Here's a typical scene: While enduring severe heartburn, shoppers belly up to the stomach care section of the HBC aisle. They are confronted by a dizzying array of products in various sizes and doses. All promise relief. What to choose? Is the latest Rx-to-OTC switch remedy too potent? What about the traditional brands of lesser strength? Are they strong enough?
Enter the in-store pharmacist nearby, with advice and recommendations.
These dedicated professionals are very important to this category, according to Maria Brous, a spokeswoman for Publix Super Markets, Lakeland, Fla. “Consumers come to the shelf and are overwhelmed by the number of products available to them. We educate our pharmacists on product attributes so they can help consumers make informed decisions,” she said.

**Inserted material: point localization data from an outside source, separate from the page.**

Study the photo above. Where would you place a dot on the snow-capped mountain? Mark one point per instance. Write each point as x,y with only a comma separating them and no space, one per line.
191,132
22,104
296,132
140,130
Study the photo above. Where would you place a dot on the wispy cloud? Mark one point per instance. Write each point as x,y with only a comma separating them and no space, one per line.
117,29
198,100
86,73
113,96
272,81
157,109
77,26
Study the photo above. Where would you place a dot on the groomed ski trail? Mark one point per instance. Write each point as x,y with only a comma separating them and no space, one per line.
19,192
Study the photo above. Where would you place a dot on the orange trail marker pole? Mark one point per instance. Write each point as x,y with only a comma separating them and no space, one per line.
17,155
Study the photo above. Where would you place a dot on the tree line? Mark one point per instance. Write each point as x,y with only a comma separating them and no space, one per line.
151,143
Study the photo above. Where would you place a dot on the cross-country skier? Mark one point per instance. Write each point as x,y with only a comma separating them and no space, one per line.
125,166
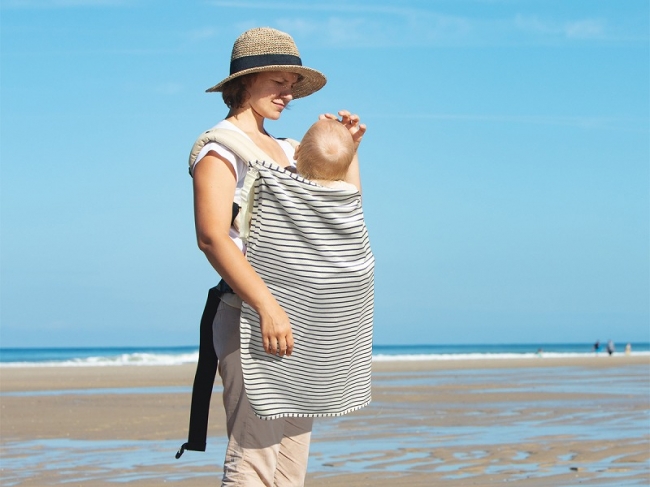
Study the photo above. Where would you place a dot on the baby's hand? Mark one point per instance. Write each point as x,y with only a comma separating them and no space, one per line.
351,122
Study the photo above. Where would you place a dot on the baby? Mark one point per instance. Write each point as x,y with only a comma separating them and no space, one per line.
323,157
325,154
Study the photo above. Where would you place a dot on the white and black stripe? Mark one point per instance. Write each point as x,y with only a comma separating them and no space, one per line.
310,246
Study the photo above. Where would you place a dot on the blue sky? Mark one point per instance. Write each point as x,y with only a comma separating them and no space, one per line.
505,168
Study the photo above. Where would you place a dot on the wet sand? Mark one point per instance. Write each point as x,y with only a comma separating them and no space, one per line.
536,422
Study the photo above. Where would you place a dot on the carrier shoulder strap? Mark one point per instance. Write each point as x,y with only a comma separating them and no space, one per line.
238,143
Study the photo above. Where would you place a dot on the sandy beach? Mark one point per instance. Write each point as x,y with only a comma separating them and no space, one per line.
532,422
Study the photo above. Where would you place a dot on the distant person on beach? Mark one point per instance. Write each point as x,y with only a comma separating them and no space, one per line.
325,154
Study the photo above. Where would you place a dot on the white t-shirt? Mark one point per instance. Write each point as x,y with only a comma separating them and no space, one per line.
239,165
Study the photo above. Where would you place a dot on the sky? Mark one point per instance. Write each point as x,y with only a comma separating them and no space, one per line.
505,169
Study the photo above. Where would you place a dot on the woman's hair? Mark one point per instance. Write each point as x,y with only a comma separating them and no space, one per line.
235,92
326,151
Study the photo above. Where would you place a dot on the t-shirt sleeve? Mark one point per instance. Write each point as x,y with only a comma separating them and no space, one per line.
223,152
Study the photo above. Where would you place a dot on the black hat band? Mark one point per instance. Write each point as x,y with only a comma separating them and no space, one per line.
259,60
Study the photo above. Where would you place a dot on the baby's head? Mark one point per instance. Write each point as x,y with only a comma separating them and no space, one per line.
325,152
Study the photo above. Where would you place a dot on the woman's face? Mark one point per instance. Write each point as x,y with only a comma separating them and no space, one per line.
270,93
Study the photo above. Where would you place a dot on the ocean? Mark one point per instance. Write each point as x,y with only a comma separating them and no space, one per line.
117,356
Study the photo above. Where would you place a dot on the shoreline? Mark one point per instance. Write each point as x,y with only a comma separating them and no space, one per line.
537,422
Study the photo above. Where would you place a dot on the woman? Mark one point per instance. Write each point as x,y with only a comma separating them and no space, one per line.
266,74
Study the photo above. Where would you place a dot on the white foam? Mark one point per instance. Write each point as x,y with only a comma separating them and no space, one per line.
157,359
493,356
118,360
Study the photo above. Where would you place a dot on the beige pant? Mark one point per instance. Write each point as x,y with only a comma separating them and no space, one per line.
270,453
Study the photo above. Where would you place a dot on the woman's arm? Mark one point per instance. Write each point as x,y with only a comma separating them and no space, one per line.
214,189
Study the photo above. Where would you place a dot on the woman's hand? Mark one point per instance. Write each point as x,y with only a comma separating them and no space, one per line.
276,331
351,122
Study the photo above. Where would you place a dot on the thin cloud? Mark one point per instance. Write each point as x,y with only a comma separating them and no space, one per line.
342,25
584,122
56,4
577,29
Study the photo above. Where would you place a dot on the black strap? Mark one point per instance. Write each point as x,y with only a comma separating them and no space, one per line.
206,370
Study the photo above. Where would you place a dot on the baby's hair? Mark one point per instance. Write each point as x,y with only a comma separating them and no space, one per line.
326,151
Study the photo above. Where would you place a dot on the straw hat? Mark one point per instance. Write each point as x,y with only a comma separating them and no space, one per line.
266,49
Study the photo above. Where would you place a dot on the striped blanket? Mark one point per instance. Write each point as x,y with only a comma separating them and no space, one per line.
310,246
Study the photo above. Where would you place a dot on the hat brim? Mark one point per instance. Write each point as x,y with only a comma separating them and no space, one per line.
311,80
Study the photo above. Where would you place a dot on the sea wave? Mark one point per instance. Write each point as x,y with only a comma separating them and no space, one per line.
114,361
161,359
492,356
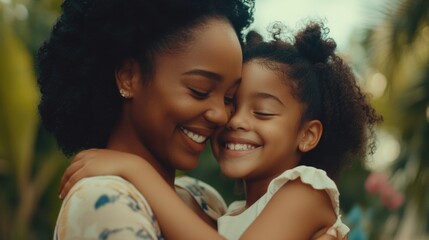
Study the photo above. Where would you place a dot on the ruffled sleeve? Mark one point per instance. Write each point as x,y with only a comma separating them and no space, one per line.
316,178
205,195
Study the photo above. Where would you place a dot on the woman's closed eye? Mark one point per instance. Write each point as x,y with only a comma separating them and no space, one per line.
199,94
263,114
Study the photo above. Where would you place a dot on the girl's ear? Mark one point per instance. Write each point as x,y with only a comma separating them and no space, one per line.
127,78
312,132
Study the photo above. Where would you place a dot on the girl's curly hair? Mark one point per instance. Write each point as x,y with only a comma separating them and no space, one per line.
328,88
80,102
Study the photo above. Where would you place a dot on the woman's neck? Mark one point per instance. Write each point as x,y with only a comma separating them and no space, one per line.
125,142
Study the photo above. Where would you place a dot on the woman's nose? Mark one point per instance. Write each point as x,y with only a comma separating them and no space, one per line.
218,113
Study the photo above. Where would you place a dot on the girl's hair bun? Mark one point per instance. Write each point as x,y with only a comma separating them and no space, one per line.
312,44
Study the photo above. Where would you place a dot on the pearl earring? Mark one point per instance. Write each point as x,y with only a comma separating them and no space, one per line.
124,93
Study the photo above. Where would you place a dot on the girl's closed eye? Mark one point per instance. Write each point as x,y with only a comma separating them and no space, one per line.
199,94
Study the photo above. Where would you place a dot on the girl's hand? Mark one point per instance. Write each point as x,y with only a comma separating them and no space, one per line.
331,234
97,162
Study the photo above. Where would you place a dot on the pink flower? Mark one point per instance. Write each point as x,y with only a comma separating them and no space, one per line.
374,182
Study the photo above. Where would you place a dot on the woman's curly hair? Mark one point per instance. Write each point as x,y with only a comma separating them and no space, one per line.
80,102
328,88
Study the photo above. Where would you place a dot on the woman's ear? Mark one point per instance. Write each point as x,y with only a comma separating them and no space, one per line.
312,132
127,78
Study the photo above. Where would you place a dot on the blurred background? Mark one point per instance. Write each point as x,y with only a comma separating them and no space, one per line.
385,41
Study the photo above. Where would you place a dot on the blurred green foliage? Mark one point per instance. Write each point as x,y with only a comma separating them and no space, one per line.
31,165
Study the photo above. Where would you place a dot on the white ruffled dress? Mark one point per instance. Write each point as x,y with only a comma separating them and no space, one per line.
237,218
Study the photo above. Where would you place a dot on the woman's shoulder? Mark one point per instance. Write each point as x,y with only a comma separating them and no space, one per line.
105,205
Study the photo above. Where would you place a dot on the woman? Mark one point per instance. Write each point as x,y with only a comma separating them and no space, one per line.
154,78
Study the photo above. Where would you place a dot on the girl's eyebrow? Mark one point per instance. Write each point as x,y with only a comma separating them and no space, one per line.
264,95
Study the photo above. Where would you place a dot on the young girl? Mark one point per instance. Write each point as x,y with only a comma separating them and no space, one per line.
298,110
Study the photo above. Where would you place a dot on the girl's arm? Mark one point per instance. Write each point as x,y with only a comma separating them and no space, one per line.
281,217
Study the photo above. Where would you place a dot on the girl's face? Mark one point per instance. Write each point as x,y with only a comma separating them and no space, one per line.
261,139
189,97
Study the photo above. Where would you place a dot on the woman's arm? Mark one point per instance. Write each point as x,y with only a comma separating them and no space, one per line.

Ken Henjum, vice president of pharmacy operations for the PrairieStone Pharmacy, Minneapolis, which operates pharmacies in Lunds and Byerly's supermarkets, explained that pharmacists play an important role in the long-term health and welfare of consumers. During interactions with consumers, a pharmacist asks about the patient's medications, reviews the patient's prescriptions and over-the-counter drugs, and also asks about foods or drugs the patient may be taking that could trigger their heartburn symptoms.
“Explaining how each treatment works differently, and what to expect as it pertains to antacids and histamine blockers, is an area of a pharmacist's expertise,” he said. “Simple heartburn as opposed to severe heartburn — especially if it involves acid reflux — is very important.”
Counseling is very important when considering product “switches,” according to Pam Heath, director of pharmacy at Sweetbay Supermarkets in Tampa, Fla. Say, for example, the product had been covered under a prescription plan, but now has gone over-the-counter.
“Not only do they have to help patients locate the product, but other folks are coming in with a prescription for Zantac 150,” she said. “The pharmacist is saying, ‘Oh, by the way, that's over-the-counter now. It's not covered by your insurance. Let's talk about it.’
“It's created a lot of questions among the consumers, but has also initiated more touch points for the pharmacists, often just due to the lag time of patients being aware of a product being over-the-counter,” Heath explained. “If it's written on a piece of paper, often a consumer assumes it's a prescription.”